From "Compilers Principles, Techniques, & Tools, 2nd Ed." ("The Purple Book") by Aho, Lam, Sethi and Ullman:
Figure 3.2: Examples of tokens pg. 112
[Token] [Informal Description] [Sample Lexemes]
if characters i, f if
else characters e, l, s, e else
comparison < or > or <= or >= or == or != <=, !=
id letter followed by letters and digits pi, score, D2
number any numeric constant 3.14159, 0, 6.02e23
literal anything but ", surrounded by "'s "core dumped"
In the above, they separate if
and else
into their own token types. In most examples I've seen, these would be a single keyword
token type and the values of the tokens would be if
or else
. What is the benefit of having separate token types for each keyword rather than a keyword
token type?
What is the benefit of having token types like comparison
? Why not have a token type for each kind of comparison like the following?
[Token] [Informal Description] [Sample Lexemes]
lt < <
gt > >
lte <= <=
gte >= >=
eq == ==
neq != !=
Opinions vary about how individual operators are represented when the operators are syntactically identical.

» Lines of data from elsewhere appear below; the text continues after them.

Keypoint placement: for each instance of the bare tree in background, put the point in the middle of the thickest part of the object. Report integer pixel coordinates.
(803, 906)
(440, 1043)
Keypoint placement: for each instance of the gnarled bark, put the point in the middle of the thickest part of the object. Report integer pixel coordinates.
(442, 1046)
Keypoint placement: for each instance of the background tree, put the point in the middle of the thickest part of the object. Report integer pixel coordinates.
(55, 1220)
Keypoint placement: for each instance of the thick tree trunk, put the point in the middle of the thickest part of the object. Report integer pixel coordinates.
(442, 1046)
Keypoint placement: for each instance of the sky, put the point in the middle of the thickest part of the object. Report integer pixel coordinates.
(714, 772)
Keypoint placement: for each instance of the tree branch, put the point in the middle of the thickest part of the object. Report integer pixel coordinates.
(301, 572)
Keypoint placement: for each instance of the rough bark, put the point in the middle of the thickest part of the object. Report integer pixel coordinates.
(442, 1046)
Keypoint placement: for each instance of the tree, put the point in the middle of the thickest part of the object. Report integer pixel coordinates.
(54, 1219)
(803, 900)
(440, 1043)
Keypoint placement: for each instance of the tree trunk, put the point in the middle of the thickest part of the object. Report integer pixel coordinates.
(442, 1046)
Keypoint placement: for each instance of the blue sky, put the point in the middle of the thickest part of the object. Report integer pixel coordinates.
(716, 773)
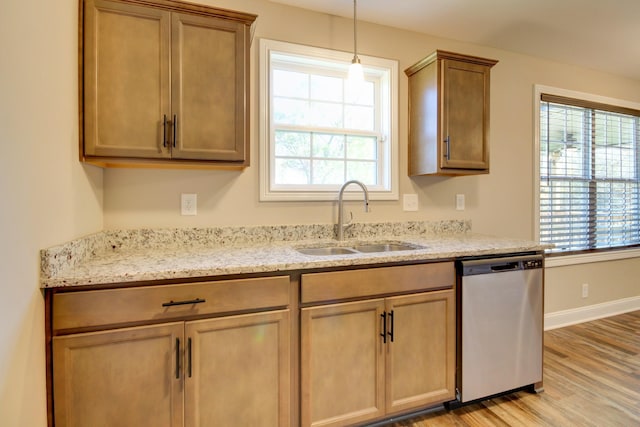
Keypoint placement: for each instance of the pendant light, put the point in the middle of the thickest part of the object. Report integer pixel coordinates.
(355, 69)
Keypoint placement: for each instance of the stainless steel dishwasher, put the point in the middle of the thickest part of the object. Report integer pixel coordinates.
(500, 342)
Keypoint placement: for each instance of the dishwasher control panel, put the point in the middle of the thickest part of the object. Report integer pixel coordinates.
(531, 263)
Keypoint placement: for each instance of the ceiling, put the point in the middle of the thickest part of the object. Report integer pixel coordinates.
(598, 34)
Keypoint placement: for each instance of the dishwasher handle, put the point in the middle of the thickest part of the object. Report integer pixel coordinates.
(509, 266)
(472, 267)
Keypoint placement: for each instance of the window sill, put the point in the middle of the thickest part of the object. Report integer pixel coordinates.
(614, 255)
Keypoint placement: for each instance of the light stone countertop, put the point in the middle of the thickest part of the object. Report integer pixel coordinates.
(123, 256)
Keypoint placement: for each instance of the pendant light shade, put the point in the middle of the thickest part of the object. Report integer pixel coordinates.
(355, 69)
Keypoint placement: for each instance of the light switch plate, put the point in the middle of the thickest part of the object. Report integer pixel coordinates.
(189, 204)
(410, 202)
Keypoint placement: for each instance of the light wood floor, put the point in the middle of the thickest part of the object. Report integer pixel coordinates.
(591, 378)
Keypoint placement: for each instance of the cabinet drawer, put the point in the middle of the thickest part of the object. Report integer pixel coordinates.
(85, 309)
(337, 285)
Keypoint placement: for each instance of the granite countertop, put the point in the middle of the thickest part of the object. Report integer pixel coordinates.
(121, 256)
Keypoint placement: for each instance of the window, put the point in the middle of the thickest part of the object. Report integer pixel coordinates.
(319, 129)
(589, 174)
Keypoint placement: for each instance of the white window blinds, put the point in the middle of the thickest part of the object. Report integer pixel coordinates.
(589, 175)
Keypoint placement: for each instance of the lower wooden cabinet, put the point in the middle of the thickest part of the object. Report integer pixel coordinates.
(239, 373)
(124, 377)
(367, 359)
(202, 354)
(214, 372)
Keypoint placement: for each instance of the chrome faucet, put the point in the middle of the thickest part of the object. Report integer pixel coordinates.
(341, 224)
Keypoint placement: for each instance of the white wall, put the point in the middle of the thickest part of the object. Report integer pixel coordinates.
(48, 197)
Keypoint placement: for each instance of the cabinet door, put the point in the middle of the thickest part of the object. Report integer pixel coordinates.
(421, 358)
(126, 79)
(238, 371)
(208, 88)
(342, 363)
(128, 377)
(465, 115)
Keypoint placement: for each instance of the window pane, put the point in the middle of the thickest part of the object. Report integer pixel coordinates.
(361, 93)
(290, 111)
(326, 114)
(291, 84)
(614, 147)
(362, 171)
(360, 118)
(318, 125)
(589, 181)
(328, 145)
(328, 172)
(296, 144)
(362, 147)
(325, 88)
(292, 171)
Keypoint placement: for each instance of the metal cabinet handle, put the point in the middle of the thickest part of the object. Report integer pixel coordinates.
(175, 129)
(189, 357)
(187, 302)
(384, 327)
(177, 358)
(447, 142)
(164, 131)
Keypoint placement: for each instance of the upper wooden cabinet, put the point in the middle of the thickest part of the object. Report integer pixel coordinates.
(165, 83)
(449, 114)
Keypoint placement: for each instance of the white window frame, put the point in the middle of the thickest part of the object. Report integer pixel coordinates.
(559, 260)
(385, 69)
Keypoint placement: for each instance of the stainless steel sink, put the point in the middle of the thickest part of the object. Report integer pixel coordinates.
(384, 247)
(373, 247)
(324, 251)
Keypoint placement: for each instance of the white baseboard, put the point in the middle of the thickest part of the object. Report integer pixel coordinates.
(573, 316)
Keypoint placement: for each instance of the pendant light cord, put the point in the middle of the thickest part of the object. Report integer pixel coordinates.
(355, 38)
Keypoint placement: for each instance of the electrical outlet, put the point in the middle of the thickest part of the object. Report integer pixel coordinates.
(410, 202)
(189, 204)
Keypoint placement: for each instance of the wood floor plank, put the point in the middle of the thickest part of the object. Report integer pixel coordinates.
(591, 378)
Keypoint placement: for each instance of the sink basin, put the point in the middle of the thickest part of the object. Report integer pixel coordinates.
(385, 247)
(373, 247)
(330, 250)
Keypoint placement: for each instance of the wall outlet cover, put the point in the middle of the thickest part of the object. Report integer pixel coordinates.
(189, 204)
(410, 202)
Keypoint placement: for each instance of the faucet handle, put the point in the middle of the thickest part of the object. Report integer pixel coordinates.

Many people will write separate productions for different operators even though there is no real syntactic difference and the semantic difference is limited.
Having said that, there are languages in which ==
, >=
and <=
are syntactically distinct. In C (and its family), the precedence of these operators differs making it possible to write a <= b == b <= c
without parentheses, although code containing that expression is unlikely to survive a code review. (Even with parentheses, the expression is questionable.) In Perl, a <= b <= c
is a valid cascading comparison, but a <= b == c
is not. Etc.
The general rule is that if a token has a distinct role in the language syntax, the difference must be visible to the parser, and the parser only takes into account the token's type, not its value. For that reason, if
, then
and else
must be different token types in any practical grammar.